ABERDEEN — “The Wizard of Oz” has enchanted people of all ages for many years, and the Aberdeen High School music department’s production of the timeless classic does exactly that.

There is one more night left for the show at the Aberdeen Performing Arts Center, with the show going on inside the Wayne Millett Theater Monday at 7 p.m.

A big crowd was entertained by the production Friday night. The “Wizard of Oz” was a show that depended on the star power of a young Judy Garland as Dorothy when it first came out in theaters in 1939, with her showing lots of sweetness with a touch of toughness when it was needed, along with a strong singing voice.

Jenny Wahlen as Dorothy in the Aberdeen production captures all of that, teaming up with the dog Daisy as a perfect “Toto.”

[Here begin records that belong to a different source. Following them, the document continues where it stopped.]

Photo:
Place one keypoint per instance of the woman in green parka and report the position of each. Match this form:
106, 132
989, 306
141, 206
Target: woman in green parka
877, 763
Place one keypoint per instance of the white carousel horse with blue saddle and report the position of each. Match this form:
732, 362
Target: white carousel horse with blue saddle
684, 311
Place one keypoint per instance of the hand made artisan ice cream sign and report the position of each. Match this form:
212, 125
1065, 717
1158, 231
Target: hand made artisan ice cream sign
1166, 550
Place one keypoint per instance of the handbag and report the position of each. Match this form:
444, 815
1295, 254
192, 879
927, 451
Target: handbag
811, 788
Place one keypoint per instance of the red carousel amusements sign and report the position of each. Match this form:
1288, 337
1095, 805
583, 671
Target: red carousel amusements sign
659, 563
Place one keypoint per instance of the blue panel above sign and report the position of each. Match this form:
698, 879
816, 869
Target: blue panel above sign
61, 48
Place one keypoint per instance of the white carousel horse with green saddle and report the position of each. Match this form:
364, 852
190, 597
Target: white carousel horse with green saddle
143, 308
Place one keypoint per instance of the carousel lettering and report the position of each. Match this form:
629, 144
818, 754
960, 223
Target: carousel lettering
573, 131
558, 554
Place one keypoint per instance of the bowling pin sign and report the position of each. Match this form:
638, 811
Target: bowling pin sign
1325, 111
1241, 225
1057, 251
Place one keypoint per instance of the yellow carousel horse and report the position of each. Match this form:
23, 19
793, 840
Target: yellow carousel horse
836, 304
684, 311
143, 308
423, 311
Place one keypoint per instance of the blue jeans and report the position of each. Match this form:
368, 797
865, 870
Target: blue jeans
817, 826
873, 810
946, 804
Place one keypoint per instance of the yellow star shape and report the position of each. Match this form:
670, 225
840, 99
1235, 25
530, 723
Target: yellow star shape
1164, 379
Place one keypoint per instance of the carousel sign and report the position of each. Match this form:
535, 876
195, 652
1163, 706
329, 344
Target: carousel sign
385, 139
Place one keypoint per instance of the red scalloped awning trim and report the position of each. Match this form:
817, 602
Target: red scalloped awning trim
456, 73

But the star power in the original went beyond Garland into the supporting cast, each of them important to the quality of the show. In the Aberdeen production, it can be hard to call the other players “supporting.” They stand out themselves, bringing plenty of laughs.

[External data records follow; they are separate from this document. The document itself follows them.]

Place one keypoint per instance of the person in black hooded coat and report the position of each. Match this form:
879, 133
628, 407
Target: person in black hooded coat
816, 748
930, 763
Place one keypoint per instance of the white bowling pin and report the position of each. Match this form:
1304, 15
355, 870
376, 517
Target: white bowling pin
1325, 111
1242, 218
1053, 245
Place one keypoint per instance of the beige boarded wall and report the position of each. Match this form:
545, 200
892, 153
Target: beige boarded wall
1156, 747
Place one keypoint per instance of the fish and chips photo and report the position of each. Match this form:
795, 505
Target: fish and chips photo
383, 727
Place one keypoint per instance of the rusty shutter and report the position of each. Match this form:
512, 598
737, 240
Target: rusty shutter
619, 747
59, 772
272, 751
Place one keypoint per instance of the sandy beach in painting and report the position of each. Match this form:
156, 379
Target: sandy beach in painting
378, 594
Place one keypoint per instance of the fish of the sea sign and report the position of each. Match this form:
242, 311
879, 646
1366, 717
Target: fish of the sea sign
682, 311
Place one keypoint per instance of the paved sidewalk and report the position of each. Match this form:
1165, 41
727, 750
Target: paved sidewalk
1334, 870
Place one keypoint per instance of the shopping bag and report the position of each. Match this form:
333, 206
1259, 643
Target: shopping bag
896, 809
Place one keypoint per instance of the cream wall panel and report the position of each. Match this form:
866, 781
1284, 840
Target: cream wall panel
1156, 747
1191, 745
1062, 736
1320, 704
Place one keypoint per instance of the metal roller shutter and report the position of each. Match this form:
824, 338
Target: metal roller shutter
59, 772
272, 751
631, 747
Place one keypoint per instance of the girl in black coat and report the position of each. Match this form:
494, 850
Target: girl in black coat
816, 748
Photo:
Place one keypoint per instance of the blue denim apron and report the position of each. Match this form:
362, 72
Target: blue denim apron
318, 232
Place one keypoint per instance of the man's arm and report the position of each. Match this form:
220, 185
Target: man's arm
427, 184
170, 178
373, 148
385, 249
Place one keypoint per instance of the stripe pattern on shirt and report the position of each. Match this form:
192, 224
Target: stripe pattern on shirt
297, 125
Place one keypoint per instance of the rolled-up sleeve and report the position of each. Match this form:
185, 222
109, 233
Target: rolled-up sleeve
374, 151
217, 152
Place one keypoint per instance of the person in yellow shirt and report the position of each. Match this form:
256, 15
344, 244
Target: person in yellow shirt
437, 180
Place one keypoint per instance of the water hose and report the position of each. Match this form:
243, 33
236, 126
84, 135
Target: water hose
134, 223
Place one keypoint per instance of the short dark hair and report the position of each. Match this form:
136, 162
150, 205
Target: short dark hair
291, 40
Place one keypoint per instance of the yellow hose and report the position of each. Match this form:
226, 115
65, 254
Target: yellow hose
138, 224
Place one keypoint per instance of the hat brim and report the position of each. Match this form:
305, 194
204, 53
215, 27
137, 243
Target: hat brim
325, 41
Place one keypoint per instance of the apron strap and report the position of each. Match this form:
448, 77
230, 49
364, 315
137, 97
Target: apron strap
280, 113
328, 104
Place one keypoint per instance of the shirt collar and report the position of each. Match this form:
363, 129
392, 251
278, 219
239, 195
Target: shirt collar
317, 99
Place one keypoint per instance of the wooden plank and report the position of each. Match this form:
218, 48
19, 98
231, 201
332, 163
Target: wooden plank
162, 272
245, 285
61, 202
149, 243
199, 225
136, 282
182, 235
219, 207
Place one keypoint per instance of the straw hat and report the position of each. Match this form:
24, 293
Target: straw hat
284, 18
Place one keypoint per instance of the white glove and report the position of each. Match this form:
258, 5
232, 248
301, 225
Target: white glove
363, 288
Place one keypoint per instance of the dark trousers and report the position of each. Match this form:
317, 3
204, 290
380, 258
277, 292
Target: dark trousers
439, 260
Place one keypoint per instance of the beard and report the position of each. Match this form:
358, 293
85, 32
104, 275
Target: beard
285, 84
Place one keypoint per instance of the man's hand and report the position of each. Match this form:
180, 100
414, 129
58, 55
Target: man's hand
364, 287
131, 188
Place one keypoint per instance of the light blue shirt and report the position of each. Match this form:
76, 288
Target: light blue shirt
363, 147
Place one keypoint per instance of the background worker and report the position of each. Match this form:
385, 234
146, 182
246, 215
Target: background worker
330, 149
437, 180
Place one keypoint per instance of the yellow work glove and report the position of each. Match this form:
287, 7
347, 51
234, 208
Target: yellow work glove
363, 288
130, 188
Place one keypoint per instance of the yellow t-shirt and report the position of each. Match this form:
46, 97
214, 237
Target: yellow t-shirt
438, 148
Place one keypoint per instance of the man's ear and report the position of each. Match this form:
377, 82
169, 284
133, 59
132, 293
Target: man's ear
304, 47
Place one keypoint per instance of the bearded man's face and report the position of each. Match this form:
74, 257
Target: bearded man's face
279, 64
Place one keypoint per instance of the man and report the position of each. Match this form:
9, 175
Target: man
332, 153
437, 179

Joseph Carasco makes a wonderful “Cowardly Lion.” Eduardo Barrera brings the physical touch needed to play Scarecrow and make it work. Nathaniel Tilley as the Tinman has the touch it takes to play that character, down to his reactions when he needs oiled.

Dawson Driscoll is a firm Uncle Henry, and Brook Gugelman displays a fine singing voice when she sings a solo as the good witch Glinda.

Braiden Wheeler as Professor Marvel/the Wizard doesn’t have a lot of stage time, but when he is onstage he makes the most of that time.

Jimena Serna as the wicked witch has the right touch of wickenedness and the perfect scream for the part.

Even the three crows — Jude Allen, Angel Lemos, and Logan Tilley — are comically entertaining as Scarecrow is first introduced.

In short, the Wayne Millett-directed performance is a delight from beginning to end, again capturing the hearts of all ages. It has a way of engaging the audience, from the way the lighting is handled when lightning flashes to the creative way everyone but Dorothy and Toto get into the storm cellar, along with the entrances of the Winkies.

You’re left wondering how the cast of Munchkins will handle their parts, and the results are fun, right down to the choreography.

The costumes are all colorful and fully detailed. The makeup is a wonder, and it makes you wonder how the costume changes and makeup being taken off before the final scene will be done, but it all goes off without a hitch, a credit to the backstage crew.

It’s obvious that much work went into the set design.

One of the showstoppers of the night was the “Jitterbug” scene in the haunted forest.

All in all, the production stays true to the spirit of the classic, leading to a rewarding night of entertainment.